The company previously sold its ads on the Singapore Media Exchange, a programmatic advertising platform run by Singapore Press Holdings and Mediacorp. Parallel to that, Carousell already began working on a platform of its own by developing proprietary technology that analyzes user search history and purchase intent, combining it with third-party adtech technology such as Google Ads Server.

Certainly, Carousell is uniquely positioned as a “publisher.” 70% of its visitors are millennials, a highly sought-after consumer segment. Armed with a valuable bank of data points on their purchase motivations and behavior, it is offering advertisers “precision targeting.” From real-time cues such as keywords searches, category browses, location, and even the type of mobile carrier users are on, the Media Group claims it is able to customize campaigns accordingly.
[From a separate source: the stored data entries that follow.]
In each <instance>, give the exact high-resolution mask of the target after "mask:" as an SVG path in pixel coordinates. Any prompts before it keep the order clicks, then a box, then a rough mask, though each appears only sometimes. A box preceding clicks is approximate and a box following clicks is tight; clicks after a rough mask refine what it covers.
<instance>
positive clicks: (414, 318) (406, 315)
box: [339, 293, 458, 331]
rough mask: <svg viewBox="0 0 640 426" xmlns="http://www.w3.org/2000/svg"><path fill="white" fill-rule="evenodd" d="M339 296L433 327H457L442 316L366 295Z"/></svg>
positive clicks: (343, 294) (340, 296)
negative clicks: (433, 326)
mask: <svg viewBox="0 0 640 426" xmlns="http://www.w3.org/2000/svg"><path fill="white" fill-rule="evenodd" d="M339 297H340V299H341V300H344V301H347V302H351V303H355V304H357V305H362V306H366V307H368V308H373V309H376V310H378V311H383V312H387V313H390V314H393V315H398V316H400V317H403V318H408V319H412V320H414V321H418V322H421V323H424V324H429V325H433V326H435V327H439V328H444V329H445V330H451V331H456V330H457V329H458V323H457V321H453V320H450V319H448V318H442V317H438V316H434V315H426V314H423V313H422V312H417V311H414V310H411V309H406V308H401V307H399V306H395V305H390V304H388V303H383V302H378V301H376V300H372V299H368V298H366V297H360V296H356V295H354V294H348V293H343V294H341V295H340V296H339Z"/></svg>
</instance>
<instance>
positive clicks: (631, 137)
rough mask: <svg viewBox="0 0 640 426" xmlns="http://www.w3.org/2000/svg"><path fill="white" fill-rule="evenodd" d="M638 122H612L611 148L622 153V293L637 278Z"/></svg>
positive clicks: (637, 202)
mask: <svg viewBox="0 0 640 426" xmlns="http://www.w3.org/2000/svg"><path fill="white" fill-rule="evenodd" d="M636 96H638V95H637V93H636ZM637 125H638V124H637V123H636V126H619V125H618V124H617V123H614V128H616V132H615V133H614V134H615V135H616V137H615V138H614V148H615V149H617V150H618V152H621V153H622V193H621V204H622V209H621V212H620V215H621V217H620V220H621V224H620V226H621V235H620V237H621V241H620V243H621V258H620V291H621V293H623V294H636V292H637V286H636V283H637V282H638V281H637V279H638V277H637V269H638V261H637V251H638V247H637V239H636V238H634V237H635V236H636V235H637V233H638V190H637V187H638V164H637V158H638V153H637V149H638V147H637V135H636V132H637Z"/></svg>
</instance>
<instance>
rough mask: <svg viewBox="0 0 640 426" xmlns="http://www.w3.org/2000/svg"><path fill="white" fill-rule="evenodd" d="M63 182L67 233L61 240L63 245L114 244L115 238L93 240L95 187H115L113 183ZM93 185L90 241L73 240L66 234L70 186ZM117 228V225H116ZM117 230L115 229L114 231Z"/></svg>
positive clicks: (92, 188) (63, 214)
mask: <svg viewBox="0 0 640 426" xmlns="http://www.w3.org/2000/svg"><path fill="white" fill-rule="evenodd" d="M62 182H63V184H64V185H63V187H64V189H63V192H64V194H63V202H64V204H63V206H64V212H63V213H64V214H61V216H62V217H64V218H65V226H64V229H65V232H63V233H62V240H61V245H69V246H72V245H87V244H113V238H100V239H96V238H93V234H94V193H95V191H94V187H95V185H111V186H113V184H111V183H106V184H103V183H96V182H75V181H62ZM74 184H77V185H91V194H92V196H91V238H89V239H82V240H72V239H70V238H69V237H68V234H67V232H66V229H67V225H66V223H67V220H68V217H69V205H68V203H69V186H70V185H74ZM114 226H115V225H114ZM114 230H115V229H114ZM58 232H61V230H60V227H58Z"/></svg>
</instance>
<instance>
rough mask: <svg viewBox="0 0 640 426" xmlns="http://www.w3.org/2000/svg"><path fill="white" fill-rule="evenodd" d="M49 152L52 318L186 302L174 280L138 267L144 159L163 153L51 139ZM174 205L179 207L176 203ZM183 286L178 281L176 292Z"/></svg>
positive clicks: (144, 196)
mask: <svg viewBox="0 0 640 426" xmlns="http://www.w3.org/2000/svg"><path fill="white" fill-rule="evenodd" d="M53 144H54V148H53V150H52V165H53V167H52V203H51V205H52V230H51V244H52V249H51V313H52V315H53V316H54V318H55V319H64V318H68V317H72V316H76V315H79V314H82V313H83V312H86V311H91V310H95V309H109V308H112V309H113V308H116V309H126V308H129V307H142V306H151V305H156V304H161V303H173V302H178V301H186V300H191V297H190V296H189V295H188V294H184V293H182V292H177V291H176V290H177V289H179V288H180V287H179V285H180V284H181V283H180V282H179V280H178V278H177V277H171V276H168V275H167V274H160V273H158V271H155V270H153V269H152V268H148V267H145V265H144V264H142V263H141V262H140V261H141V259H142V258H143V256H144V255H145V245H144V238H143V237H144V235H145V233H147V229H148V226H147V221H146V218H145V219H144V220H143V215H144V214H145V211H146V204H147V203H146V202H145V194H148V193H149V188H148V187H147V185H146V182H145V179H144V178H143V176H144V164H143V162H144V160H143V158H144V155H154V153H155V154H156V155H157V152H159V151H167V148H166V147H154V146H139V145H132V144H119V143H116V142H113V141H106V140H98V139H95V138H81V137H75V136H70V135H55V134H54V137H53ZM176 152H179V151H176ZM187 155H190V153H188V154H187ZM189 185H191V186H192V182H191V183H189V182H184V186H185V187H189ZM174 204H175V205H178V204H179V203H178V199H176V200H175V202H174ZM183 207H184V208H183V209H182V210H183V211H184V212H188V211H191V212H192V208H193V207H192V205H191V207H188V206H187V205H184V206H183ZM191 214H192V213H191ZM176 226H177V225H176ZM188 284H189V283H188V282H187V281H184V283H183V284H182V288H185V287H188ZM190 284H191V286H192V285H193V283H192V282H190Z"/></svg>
Eastwood explains that Carousell isn’t looking at millennials as a monolithic group. Bringing its programmatic functions in-house not only gave them greater control over the inventory but they now also have the flexibility to append layers upon layers of first-party data to create unique millennial personas such as the environmentally-conscious, motorheads, Hallyu fans, or even otakus.

Campaign for Fraser Property Malls in which Carousell targeted 12 personas who live or work near the mall. Photo from Carousell Media Group’s website.

The adtech veteran, with previous stints at eBay, Rakuten, and HuffPost Australia, mentions the example of an FMCG brand that wants to break down the young parents group into three separate cohorts: pregnant right through to nine months, nine months to toddler, and toddler to early teens. “We are able to identify these segments via buying and selling patterns such as the purchase of prenatal books or cots,” he said. “We are also able to pick up signals that are not as intuitive, such as users looking to purchase a bigger car to create these robust segments.”

However, running a shopping site can be both a boon and a bane. While one is able to connect to passionate and like-minded communities, there will also be bad actors. Carousell itself has had to manage unhappy customers and negative reputation over the years. There are dedicated Tumblr websites, Reddit threads, Instagram, and Twitter accounts that earned the company the unfortunate nickname of ‘Carouhell.’

Tackling fraudsters

Fraudulent users in particular continue to plague the platform. Some of them went rampant as online shopping picked up on the top of the pandemic last year. Scammers were putting up listings of items in high demand, such as masks or hand sanitizers, with no intention to fulfil the orders. Carousell compared combating fraud to “an arms race” and had to invest resources to keep cheaters at bay. The firm doubled the size of its content moderating team, which is processing most of the reports on inappropriate and suspicious content in less than an hour.

Additionally, it deployed a mix of artificial intelligence and digital fingerprinting technology to prevent bad actors from returning. Over 50,000 accounts have been deactivated over the past year. As an ad-dependent platform, these steps are necessary to protect its revenue while remaining free for its users.

According to Eastwood, advertising makes up 25% to 30% of revenue for many shopping platforms around the world. However, he thinks that their ad business functions more traditionally and they tend to be happy working in silos. This is unlike Carousell which has significantly invested in its data platform over the past 12 months.

“Carousell Media Group is a core part of Carousell’s business,” he said. “If you think about it, marketplaces are fundamentally advertising platforms, connecting buyers and sellers. We are just adding brands into the equation.” And then sets the objective right.  “With our consolidated regional approach, we have greater ambitions than 25% to 30% of the overall revenue.”